Let’s understand the definition and working principle of power frequency UPS. The power frequency UPS mainly consists of a Silicon Controlled Rectifier (SCR) rectifier, an Insulated Gate Bipolar Transistor (IGBT) inverter, a bypass, and a power frequency boost isolation transformer. SCR rectifier and transformer both operate at 50Hz power frequency, hence they are called power frequency UPS. During the rectification process, three-phase AC power is converted into DC voltage through a commutation inductor, and the DC output voltage is adjusted by controlling the conduction angle of the SCR. The step-down characteristic of SCR rectifier means that the DC bus voltage is lower than the input AC voltage. Therefore, in order to obtain a constant 220V AC output, a step-up isolation transformer is needed to increase the voltage. The bus voltage of a power frequency UPS is usually between 300V and 500V, allowing for direct connection of a certain number of batteries, typically 6-pulse or 12 pulse rectification, depending on the number and configuration of thyristors.
In contrast, high-frequency UPS mainly consists of IGBT high-frequency rectifier, battery converter, inverter, and bypass. Its core is IGBT rectifier, which can be switched and controlled at high frequencies of several thousand to several hundred KHz. Compared with power frequency UPS, high-frequency UPS has advantages in power density, volume, and weight. Due to the boost characteristics of high-frequency rectification, the DC bus voltage of high-frequency UPS is higher than the peak value of the input line voltage, usually around 800V. Therefore, the AC voltage output by the inverter can directly reach 220V without the need for a step-up transformer. The battery converter of high-frequency UPS is responsible for reducing and increasing the voltage of the battery pack during normal and faulty mains power supply.

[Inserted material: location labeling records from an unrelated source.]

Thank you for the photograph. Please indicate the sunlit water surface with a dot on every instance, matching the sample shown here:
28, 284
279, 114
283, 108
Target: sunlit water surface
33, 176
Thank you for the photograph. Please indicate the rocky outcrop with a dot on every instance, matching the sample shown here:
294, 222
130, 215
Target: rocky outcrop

In terms of performance comparison, both power frequency UPS and high-frequency UPS have their own advantages and disadvantages. For example, in terms of zero bias faults, high-frequency UPS has inherent defects. If the zero line is disconnected under unbalanced load conditions, it may lead to UPS output zero bias faults, and in severe cases, it may cause damage to the load equipment. In contrast, power frequency UPS can still maintain normal power supply even when the neutral line is disconnected.

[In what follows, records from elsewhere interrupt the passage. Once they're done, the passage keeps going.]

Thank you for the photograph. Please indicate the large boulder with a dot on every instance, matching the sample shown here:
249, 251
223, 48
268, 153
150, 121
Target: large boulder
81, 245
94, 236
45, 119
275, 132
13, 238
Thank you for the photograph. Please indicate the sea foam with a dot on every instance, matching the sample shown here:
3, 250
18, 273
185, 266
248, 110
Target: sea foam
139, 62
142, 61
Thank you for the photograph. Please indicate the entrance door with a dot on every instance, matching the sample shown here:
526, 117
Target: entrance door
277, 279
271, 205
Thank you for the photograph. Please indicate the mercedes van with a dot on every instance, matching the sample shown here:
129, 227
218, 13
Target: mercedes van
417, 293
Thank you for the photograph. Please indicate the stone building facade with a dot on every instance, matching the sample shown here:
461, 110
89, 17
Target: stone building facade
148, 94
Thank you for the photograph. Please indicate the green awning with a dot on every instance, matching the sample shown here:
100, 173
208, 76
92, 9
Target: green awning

In addition, the issues of zero ground voltage rise and battery rack charging are more prominent in high-frequency UPS. The rectifier and inverter of high-frequency UPS may experience a rise in zero ground voltage due to high-frequency harmonic coupling, making it difficult to meet the requirements of some servers for zero ground voltage. However, due to the use of isolation transformers, this issue is relatively minor for power frequency UPS.

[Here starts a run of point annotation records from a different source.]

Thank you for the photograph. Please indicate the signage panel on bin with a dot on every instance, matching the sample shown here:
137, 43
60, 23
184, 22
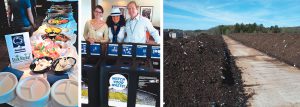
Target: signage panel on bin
127, 50
83, 48
155, 52
113, 49
95, 49
19, 49
141, 51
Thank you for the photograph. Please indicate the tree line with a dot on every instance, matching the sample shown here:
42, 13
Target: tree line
244, 28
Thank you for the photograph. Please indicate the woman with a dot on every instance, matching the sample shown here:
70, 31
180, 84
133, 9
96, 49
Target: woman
96, 30
116, 26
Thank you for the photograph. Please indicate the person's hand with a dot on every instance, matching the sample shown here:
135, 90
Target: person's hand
33, 26
91, 41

In terms of selection principles, it is necessary to comprehensively consider factors such as actual load requirements, environmental conditions, and cost budgets.Power frequency UPS is more favored in applications that require long-term power supply and high stability requirements due to its stability and ability to withstand unbalanced loads. High frequency UPS, due to its small size, light weight, and relatively low cost, has more advantages in environments that are sensitive to space and weight and require high transient response. Both power frequency UPS and high-frequency UPS play an important role in ensuring the stability of power supply. But when choosing, users need to carefully weigh the performance characteristics of both and their own needs in order to achieve the best economic and application results. With the continuous advancement of power electronics technology, we can foresee that future UPS designs will be more efficient, intelligent, and environmentally friendly, providing users with more reliable power solutions.